For us, however, the exhilaration was short-lived.

Time after time, I sat down in the bathroom to take a pregnancy test. I would carefully wash my hands and hold my breath as the timer ticked away bringing us seconds closer to the moment we’d been praying about.

Time after time, our tests were negative.

As months wore into years without a single positive result, we began searching for help. Our lives became a whirlwind of fertility appointments that ended in numerous IUI’s and eleven arduous IVF and fertility embryo transfer cycles.

Despite the best efforts of our reproductive specialist, we were no closer to a baby then we’d been at the start.

Following our last failed cycle, we sat in our doctor’s office and awaited a new answer, a new shred of hope. I can recall the ticking of a clock and the quickening of my heartbeat when the doctor walked into the room. Rather than explain our next course of action, however, he gave us news a woman never wants to hear.

My body was incapable of sustaining a pregnancy created using my own eggs; my eggs were not viable.

Navigating the Emotions of Infertility.

There are few things more heart-wrenching than coping with infertility in an age where our lives are blasted on social media, our emotions are constantly being affronted by pregnancy announcements, births, and the next generation’s collection of milestone moments.

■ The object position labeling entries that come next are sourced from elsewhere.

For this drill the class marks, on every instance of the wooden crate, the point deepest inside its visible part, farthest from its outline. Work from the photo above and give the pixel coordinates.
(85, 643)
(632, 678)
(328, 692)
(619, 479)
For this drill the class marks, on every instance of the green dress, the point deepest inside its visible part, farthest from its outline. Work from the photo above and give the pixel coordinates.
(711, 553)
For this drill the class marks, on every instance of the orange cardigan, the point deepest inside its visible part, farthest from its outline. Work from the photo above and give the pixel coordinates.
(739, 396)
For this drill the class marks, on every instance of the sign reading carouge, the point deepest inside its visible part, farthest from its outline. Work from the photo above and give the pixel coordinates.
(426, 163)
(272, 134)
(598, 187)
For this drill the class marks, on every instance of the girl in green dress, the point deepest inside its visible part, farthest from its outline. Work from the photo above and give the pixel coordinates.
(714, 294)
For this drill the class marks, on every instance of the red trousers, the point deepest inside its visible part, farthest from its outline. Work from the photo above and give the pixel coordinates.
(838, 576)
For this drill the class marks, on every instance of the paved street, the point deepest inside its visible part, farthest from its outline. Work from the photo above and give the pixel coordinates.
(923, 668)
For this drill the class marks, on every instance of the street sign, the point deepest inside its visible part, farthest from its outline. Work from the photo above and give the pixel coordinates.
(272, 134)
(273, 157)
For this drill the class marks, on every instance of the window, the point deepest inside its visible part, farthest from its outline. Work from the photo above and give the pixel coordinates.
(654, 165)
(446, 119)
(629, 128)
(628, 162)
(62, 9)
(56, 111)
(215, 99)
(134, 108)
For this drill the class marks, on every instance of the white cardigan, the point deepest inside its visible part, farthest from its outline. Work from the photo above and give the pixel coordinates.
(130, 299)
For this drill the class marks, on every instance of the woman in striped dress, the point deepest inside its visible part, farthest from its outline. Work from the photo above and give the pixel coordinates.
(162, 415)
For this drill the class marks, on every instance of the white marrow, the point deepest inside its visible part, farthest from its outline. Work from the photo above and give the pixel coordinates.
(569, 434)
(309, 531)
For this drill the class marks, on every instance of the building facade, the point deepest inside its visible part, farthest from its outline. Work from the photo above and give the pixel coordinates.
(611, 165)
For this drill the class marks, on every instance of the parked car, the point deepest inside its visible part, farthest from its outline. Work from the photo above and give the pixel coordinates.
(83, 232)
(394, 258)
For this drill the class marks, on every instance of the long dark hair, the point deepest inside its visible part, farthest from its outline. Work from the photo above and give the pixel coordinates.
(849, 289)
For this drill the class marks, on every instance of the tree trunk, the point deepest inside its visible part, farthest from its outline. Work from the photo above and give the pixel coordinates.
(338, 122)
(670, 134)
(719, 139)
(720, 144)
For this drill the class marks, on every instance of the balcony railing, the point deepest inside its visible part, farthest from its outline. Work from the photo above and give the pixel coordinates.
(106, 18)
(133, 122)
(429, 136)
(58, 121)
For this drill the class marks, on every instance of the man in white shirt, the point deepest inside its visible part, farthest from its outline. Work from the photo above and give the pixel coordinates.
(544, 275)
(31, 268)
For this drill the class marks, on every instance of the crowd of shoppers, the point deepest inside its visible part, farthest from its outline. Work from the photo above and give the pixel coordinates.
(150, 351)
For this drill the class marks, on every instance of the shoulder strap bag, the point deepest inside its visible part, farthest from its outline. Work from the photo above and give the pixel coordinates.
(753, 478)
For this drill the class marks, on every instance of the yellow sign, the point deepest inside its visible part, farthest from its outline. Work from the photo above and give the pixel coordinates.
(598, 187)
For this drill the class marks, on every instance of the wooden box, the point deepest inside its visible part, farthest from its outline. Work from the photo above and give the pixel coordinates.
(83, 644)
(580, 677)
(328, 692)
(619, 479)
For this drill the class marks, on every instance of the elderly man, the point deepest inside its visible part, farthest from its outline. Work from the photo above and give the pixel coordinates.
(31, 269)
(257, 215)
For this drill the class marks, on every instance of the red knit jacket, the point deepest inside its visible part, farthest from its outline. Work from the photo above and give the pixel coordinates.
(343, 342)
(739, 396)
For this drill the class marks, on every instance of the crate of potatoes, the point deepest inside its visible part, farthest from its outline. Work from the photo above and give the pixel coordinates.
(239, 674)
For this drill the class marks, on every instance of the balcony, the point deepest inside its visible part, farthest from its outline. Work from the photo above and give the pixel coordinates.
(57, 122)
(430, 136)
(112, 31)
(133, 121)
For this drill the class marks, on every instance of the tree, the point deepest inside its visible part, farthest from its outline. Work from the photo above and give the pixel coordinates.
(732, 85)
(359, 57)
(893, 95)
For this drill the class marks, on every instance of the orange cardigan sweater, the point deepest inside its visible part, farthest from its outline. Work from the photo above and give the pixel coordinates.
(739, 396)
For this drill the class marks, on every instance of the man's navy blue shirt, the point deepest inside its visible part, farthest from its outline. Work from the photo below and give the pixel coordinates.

Following my doctor’s diagnosis, I found myself traversing the five stages of grief we’ve all heard about:

  1. Denial & Isolation
  2. Anger
  3. Bargaining
  4. Depression
  5. Acceptance

As hard as I tried to accept the information my doctor gave us; it still felt like a helpless task. I wallowed in moments of self-pity and sometimes found myself angry at the unfairness of it all.

For couples struggling with infertility, the same questions present themselves over and over:

  • Why is it so easy for some women to get pregnant?
  • What would have happened if we’d started trying sooner?
  • Should we have sought out help before we did?
  • If I keep trying will I eventually be successful?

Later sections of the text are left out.